German Inflation Depresses Financial Market Sentiment

July 21, 2008

Similar to Britain (see previous post), German inflation is too high at all levels but looks most worrisome at earlier stages of production.  Consumer prices advanced 3.3% in the year to June but advanced at a slightly lower 3.1% annualized rate in 1H08 than the 3.5% rate in 2H07.  The deceleration was pronounced outside of energy, where consumer price increases slowed to a 1.2% annualized pace from 2.7% in the second half of last year.  In contrast, Germany’s producer price index accelerated to a 9.4% rate of increase between December and June from 3.9% during the second half of 2007, and non-energy PPI inflation more than doubled to a 4.2% annualized pace from 1.6% in the six months to December 2007.  The total PPI rose 6.7% in the twelve months to June, the largest year-on-year increase since March 1982.

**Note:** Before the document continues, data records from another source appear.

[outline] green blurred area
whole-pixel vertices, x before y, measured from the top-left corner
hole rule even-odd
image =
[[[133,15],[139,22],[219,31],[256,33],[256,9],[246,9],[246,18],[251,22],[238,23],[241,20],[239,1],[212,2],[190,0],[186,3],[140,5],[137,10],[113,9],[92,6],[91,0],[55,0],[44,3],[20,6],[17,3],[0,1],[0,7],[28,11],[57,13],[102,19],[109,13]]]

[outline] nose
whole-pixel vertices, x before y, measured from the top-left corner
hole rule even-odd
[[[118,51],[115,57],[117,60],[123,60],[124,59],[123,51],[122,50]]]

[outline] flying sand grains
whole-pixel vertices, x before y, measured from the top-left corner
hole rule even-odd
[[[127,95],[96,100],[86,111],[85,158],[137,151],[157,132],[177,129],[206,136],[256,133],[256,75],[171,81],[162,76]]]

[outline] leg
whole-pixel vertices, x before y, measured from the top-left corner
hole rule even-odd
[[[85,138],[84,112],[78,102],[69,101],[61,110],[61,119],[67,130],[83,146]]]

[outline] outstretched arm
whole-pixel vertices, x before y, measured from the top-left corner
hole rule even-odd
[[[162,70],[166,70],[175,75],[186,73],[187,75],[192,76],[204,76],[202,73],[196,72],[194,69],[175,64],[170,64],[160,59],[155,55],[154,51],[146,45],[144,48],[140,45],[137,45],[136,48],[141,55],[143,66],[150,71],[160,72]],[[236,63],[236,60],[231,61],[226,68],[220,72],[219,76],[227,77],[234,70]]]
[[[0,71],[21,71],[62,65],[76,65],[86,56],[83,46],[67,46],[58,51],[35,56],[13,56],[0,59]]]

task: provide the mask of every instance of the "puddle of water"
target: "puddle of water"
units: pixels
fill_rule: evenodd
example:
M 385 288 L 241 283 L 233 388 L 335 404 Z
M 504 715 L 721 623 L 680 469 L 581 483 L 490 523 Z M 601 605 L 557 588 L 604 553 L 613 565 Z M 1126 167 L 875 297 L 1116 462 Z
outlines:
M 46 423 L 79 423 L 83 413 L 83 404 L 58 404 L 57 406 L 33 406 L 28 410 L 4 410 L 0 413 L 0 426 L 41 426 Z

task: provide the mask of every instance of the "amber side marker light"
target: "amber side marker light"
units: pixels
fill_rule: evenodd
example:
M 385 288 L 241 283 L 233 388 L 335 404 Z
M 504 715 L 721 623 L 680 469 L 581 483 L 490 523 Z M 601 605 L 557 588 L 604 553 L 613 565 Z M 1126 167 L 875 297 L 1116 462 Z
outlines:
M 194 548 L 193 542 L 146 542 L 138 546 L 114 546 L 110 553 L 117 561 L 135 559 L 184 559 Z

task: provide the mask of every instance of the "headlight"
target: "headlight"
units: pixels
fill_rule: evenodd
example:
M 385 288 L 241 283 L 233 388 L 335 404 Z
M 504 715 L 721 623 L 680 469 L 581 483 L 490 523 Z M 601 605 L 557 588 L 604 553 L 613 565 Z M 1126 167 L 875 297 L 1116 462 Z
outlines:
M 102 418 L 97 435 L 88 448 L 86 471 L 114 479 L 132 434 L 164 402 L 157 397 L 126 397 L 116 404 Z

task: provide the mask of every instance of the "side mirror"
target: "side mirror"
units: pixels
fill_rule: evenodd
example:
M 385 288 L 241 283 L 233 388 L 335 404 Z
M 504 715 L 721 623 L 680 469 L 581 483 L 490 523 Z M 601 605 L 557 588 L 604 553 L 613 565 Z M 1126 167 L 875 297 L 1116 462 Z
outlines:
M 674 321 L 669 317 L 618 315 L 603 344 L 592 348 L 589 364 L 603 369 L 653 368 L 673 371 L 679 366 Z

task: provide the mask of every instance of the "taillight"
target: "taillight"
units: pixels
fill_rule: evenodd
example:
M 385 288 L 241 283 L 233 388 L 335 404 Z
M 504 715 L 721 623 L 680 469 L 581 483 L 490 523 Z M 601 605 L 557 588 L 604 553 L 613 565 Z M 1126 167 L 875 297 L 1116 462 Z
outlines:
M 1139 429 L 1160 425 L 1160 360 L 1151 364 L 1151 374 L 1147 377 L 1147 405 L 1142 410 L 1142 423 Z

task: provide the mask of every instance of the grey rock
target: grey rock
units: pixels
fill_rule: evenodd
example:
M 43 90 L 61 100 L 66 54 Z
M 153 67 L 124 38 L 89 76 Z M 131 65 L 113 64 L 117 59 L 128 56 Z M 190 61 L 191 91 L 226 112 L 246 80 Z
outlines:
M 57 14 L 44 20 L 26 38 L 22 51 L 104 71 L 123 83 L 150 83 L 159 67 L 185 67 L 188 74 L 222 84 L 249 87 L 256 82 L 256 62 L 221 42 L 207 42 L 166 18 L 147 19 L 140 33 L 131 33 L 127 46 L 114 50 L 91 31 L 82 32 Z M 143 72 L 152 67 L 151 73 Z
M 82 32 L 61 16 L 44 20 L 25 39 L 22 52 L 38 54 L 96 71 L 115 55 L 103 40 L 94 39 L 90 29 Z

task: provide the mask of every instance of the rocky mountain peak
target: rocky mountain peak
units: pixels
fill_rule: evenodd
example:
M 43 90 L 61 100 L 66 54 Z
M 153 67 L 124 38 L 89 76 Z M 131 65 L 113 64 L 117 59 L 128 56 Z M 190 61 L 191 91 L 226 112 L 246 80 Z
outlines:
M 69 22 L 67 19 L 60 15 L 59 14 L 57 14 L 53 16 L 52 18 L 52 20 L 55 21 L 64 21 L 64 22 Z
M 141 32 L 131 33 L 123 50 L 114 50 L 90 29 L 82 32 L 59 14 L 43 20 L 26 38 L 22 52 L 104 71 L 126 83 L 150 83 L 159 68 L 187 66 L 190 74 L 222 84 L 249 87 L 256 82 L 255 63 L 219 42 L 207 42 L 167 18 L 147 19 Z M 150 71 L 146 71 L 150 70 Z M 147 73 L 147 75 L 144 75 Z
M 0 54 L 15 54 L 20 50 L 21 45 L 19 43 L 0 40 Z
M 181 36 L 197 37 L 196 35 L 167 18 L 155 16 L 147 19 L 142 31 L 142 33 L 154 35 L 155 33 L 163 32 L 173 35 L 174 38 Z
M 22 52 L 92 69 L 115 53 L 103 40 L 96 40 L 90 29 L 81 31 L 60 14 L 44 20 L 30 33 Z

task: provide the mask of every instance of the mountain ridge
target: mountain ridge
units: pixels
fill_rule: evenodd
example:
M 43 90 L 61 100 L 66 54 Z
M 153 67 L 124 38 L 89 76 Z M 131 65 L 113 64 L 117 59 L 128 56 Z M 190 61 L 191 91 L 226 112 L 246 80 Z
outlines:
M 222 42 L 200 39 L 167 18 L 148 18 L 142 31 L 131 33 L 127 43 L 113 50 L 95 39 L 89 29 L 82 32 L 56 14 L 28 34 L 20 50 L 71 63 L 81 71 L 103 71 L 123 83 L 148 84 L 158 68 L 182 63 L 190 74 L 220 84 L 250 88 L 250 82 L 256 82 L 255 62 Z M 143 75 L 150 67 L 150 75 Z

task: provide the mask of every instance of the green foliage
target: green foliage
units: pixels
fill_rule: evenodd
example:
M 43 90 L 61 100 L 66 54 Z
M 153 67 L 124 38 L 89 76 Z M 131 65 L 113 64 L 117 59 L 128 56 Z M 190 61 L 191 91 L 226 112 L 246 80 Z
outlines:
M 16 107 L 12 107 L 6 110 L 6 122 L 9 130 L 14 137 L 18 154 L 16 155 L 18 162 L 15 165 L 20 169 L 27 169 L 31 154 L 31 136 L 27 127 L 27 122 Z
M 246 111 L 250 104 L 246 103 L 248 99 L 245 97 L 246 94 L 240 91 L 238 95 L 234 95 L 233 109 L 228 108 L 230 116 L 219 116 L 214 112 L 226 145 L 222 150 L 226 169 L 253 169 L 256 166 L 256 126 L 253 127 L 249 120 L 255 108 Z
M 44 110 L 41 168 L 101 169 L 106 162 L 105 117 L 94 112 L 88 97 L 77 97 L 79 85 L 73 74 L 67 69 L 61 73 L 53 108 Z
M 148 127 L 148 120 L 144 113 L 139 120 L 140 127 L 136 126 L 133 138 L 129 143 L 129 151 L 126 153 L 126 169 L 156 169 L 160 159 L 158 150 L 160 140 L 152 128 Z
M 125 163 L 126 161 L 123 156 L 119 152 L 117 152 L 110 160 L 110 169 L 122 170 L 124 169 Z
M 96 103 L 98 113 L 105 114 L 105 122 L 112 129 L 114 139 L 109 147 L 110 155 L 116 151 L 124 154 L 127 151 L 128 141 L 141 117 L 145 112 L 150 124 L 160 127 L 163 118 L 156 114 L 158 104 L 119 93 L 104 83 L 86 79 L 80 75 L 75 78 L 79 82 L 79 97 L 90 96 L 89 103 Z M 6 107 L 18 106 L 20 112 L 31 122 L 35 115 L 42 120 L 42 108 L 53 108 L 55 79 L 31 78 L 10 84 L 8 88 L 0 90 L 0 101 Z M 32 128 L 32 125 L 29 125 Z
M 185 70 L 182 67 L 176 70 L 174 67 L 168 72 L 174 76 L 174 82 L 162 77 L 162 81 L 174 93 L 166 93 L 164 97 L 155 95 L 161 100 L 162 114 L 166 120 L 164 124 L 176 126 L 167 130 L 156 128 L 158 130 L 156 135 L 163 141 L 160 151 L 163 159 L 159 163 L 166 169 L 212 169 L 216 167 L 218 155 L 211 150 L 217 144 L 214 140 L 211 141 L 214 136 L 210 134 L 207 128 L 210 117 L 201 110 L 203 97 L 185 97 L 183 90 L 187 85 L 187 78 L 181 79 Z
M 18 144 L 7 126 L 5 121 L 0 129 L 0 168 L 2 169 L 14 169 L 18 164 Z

The ZEW Institute conducts a monthly survey of financial analyst attitudes regarding German current economic conditions and expected trends. Rising inflation saps discretionary consumer spending power and keeps the European Central Bank from using lower interest rates to counter softer domestic and foreign demand as well as tighter lending conditions associated with the credit crunch.  The German Dax index of equity prices has lost 20.4% since the end of 2007.  And in the four months between March and July, the ZEW expectations index fell 28.9 points to -63.9, while its sister index for current conditions dropped 15.1 points to +17.0 from +32.1.  Their algebraic sum was -46.7 in July versus -2.9 in March.  German, French, and Spanish industrial production each plunged 2.6% in May, while Italian production fell 1.4% that month.  Several of the smaller economies using the common currency had even worse results, like the Netherlands (-6.0%), Portugal (-5.7%) and Greece (-4.5%).  These outcomes solidify the likelihood of very negative second-quarter growth in Germany and milder but also negative growth in Euroland as a whole.